Ik schat in dat die oudste kleuter begrip had voor het jongetje dat net op school was en per ongeluk het verkeerde stoeltje koos. Ik vermoed ook dat het meisje trots was op haar kettinkje en blij was dat haar vriendinnetje het ook mooi vond. En terwijl de woorden die gesproken werden 'stop hou op', lege woorden waren... gebeurde er toch iets vervelends. Beide kinderen voelden zich zichtbaar te kort gedaan en afgewezen.
Hoe anders had dat kunnen zijn als er eerst oogcontact was gemaakt. Zie je mij? Ja, ik zie jou. Oké. Je bent op het verkeerde stoeltje gaan zitten, dit is mijn plek. Daar is jouw plek.
Zie je mij? Ja, ik zie jou. Deze ketting is nieuw, mooi hè. Ja. Wil je er afblijven alsjeblieft? Ja.
Resultaat is hetzelfde;  andere plek, niet aan de ketting komen... Echter het jongetje en het meisje zijn nog dezelfde kinderen als daarvoor.

Dat de 'stop hou op' regel nietszeggend kan zijn, heb ik ook in mijn praktijk meegemaakt.
Een jongen van 10 jaar was op school belaagd door drie andere jongens. Hij had geschreeuwd, gehuild, 'nee' gezegd... steeds weer.

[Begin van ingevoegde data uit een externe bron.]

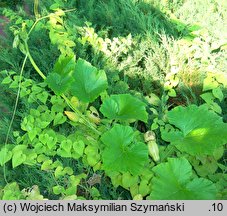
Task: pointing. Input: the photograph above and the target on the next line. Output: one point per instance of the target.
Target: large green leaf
(199, 131)
(122, 153)
(124, 107)
(89, 82)
(60, 79)
(173, 181)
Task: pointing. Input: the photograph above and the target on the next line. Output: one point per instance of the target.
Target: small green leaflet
(124, 107)
(89, 82)
(60, 79)
(173, 181)
(199, 130)
(5, 156)
(122, 153)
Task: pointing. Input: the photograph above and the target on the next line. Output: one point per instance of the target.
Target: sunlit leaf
(199, 131)
(122, 153)
(173, 181)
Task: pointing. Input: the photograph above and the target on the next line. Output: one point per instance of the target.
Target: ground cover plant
(113, 100)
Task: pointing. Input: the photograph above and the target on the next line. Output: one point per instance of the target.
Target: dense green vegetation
(113, 99)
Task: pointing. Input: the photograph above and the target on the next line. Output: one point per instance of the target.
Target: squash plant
(104, 136)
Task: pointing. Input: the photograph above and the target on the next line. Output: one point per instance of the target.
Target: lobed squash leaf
(199, 130)
(173, 181)
(89, 81)
(122, 153)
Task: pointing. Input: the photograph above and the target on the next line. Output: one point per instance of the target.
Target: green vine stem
(13, 116)
(85, 121)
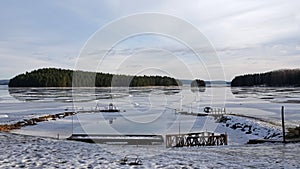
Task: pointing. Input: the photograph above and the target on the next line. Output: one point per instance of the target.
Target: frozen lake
(149, 110)
(146, 111)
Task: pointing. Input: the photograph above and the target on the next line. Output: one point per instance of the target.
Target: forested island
(198, 83)
(53, 77)
(278, 78)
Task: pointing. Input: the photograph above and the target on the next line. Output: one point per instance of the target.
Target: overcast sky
(248, 36)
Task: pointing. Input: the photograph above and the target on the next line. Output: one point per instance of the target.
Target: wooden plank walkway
(196, 139)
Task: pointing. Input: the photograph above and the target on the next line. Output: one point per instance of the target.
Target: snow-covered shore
(19, 151)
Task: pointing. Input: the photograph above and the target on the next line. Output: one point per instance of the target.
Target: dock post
(283, 127)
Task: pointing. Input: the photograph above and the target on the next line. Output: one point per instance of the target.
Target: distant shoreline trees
(278, 78)
(198, 83)
(53, 77)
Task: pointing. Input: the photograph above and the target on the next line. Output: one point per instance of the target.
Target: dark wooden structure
(118, 139)
(196, 139)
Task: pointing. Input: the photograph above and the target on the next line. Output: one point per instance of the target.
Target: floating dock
(196, 139)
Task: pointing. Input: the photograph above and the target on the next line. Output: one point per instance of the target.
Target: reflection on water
(147, 109)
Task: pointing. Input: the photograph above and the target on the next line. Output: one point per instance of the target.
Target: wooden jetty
(196, 139)
(118, 139)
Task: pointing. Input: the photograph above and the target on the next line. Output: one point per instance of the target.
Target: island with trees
(198, 83)
(277, 78)
(53, 77)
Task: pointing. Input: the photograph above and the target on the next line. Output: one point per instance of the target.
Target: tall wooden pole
(283, 128)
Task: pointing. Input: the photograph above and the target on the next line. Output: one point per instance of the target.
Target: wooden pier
(196, 139)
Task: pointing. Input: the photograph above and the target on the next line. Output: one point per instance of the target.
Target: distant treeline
(278, 78)
(52, 77)
(198, 83)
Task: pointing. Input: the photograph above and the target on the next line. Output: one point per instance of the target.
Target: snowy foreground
(38, 152)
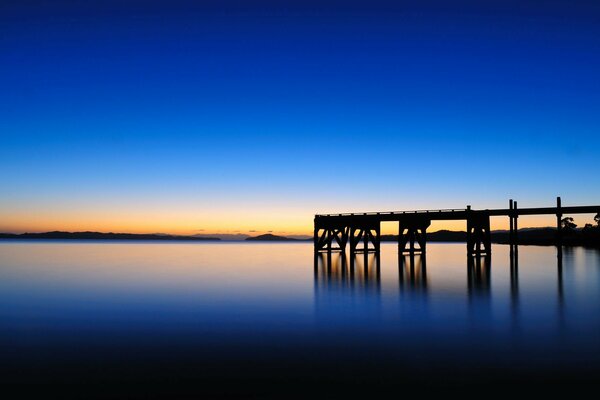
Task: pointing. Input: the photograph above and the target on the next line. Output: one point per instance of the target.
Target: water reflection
(338, 271)
(529, 308)
(412, 274)
(479, 275)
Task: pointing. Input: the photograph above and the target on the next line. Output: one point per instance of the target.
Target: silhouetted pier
(334, 232)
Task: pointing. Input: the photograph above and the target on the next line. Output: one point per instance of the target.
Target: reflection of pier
(412, 272)
(335, 271)
(333, 232)
(339, 272)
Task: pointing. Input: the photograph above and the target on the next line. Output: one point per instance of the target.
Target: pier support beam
(367, 232)
(330, 237)
(479, 239)
(412, 231)
(558, 223)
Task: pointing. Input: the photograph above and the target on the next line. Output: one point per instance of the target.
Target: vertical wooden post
(515, 224)
(558, 222)
(510, 219)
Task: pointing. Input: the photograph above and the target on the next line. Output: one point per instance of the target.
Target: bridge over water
(334, 232)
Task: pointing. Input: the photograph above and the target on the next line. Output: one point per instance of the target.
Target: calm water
(261, 315)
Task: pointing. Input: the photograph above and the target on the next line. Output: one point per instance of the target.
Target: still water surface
(109, 308)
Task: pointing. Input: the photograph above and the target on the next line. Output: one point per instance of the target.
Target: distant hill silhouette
(100, 236)
(271, 238)
(589, 237)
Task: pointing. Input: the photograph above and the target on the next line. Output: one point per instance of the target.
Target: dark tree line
(589, 235)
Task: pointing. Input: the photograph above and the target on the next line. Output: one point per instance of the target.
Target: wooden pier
(333, 232)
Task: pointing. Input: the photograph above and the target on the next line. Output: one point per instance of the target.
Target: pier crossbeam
(333, 232)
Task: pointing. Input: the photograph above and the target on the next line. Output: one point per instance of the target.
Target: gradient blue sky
(227, 116)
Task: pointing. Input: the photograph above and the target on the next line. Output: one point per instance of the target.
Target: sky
(251, 116)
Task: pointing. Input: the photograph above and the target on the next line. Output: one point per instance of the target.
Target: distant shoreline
(526, 236)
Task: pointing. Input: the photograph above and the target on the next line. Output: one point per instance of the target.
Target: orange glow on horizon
(256, 223)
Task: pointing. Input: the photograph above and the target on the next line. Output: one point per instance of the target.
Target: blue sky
(236, 116)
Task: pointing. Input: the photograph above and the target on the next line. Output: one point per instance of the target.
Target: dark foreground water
(127, 319)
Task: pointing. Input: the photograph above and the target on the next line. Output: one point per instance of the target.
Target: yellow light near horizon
(186, 222)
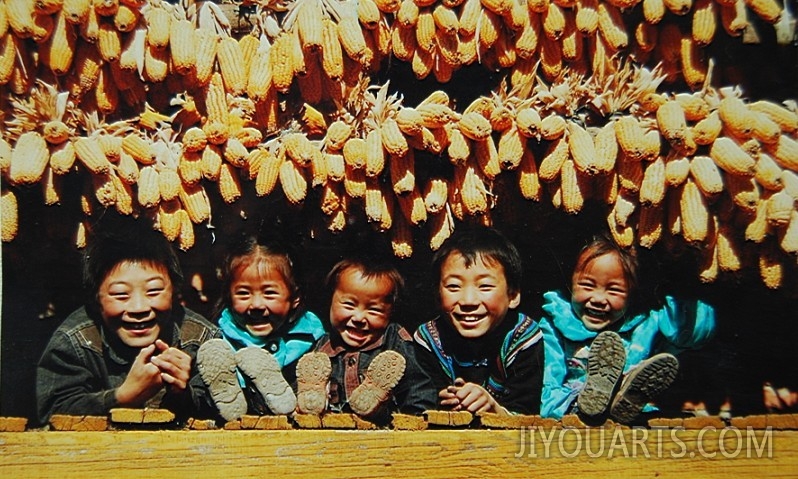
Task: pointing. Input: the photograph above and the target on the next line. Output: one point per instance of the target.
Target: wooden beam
(557, 453)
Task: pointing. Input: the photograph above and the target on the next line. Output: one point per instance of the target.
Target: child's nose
(138, 304)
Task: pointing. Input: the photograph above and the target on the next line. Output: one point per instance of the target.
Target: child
(367, 363)
(590, 340)
(132, 344)
(481, 354)
(265, 332)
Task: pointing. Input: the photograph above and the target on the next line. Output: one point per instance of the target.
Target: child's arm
(463, 396)
(686, 324)
(415, 393)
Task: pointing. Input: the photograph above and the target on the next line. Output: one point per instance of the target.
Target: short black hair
(478, 241)
(134, 242)
(370, 268)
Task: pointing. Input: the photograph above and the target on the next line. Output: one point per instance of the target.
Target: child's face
(361, 308)
(135, 301)
(599, 292)
(261, 297)
(475, 298)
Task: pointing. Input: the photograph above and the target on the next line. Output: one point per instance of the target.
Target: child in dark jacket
(132, 344)
(481, 354)
(367, 363)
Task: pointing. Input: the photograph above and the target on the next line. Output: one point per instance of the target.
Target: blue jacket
(676, 326)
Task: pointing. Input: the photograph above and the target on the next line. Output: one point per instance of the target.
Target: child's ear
(515, 299)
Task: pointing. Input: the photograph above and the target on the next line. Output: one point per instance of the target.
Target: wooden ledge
(555, 452)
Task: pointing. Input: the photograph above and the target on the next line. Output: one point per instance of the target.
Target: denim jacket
(413, 395)
(80, 368)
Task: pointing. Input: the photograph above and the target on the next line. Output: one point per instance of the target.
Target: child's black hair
(247, 245)
(369, 267)
(481, 242)
(601, 245)
(134, 242)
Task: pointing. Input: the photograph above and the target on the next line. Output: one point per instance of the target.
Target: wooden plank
(624, 453)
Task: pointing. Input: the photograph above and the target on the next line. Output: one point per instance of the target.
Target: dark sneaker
(265, 372)
(217, 367)
(642, 384)
(312, 376)
(605, 364)
(382, 375)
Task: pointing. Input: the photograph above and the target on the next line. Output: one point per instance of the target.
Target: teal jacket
(675, 327)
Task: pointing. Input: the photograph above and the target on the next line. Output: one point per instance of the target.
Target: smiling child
(601, 360)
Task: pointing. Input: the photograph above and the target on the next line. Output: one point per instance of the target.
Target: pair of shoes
(605, 364)
(642, 384)
(313, 377)
(217, 365)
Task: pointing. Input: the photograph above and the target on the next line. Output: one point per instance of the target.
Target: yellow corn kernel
(148, 194)
(788, 237)
(771, 268)
(652, 188)
(293, 182)
(572, 187)
(393, 140)
(611, 27)
(780, 206)
(768, 10)
(649, 226)
(767, 173)
(474, 126)
(441, 228)
(553, 22)
(785, 152)
(553, 158)
(126, 18)
(731, 158)
(630, 174)
(630, 135)
(511, 148)
(743, 191)
(694, 213)
(706, 175)
(528, 178)
(9, 215)
(527, 42)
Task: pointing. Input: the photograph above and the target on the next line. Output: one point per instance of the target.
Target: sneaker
(217, 367)
(382, 375)
(265, 372)
(312, 376)
(642, 384)
(605, 364)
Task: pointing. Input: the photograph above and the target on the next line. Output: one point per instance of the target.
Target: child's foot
(382, 375)
(265, 372)
(217, 367)
(642, 384)
(312, 375)
(604, 366)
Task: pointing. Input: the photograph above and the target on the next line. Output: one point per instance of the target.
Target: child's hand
(470, 397)
(174, 364)
(142, 382)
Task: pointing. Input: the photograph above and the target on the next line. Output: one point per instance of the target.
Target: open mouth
(469, 319)
(138, 326)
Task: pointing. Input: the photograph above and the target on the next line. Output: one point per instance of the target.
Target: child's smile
(475, 298)
(599, 293)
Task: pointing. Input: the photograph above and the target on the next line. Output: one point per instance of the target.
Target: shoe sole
(604, 366)
(265, 372)
(644, 383)
(217, 367)
(312, 374)
(383, 374)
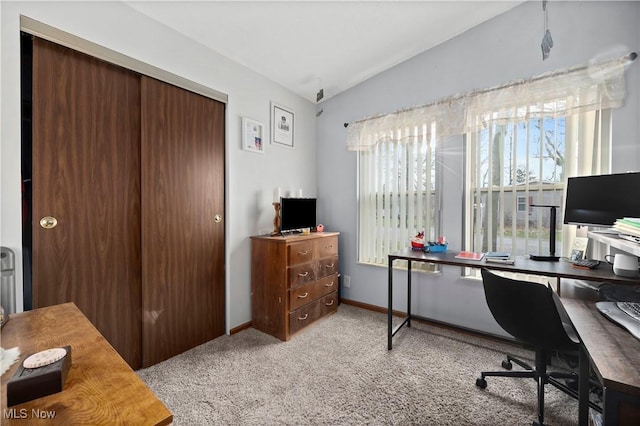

Hij was echter 1 mantra vergeten, hij had geen 'stop hou op' gezegd.
De jongens die hem belaagden, waren geconditioneerd, getraind, op deze woorden. Ze hadden het niet gehoord en hij had het ook niet gezegd. "Als hij dat gezegd zou hebben, dan waren we zeker gestopt", zeiden ze later tegen de leerkracht.
Hoe anders was het geweest als deze jongens, zijn klasgenoten nota bene, hadden gekeken naar het gezicht van deze jongen, naar de emotie... waren ze dan doorgegaan? Wat als ze zijn 'nee' hadden gehoord en de wanhoop in zijn stem. Was het dan anders geweest?
Had het een verschil gemaakt?

Voor deze jongen wel. Nu was hij de jongen die belaagd was èn ook de jongen die niet duidelijk was geweest. Hij had gewoon 'stop hou op' moeten zeggen... 
'Hoe stom kun je zijn?' En hoe stom kun je je voelen? 
'Dat je zelfs dat niet hebt gedaan, terwijl je dat al vanaf de kleuters hebt meegekregen.' 
Afgewezen voelt hij zich, niet gezien... en zeker niet gehoord.

Eindeloos kunnen we doorgaan met het aanleren van cognitieve gedragsaspecten. De ene mantra nog mooier dan de ander: 'samen spelen, samen delen', 'stop hou op ik wil het niet' en: 'Als je niets aardigs kunt zeggen, zeg dan niets'. 
Laten we weer naar het kind gaan kijken, nieuwsgierig worden naar zijn gedachten, gevoelens en zijn handelen. Laten we het kind weer zien zoals hij is, met zijn eigen manier van communiceren, zodat we hier van kunnen leren.
Want: 'van communiceren kun je leren'. Klinkt al een stuk beter.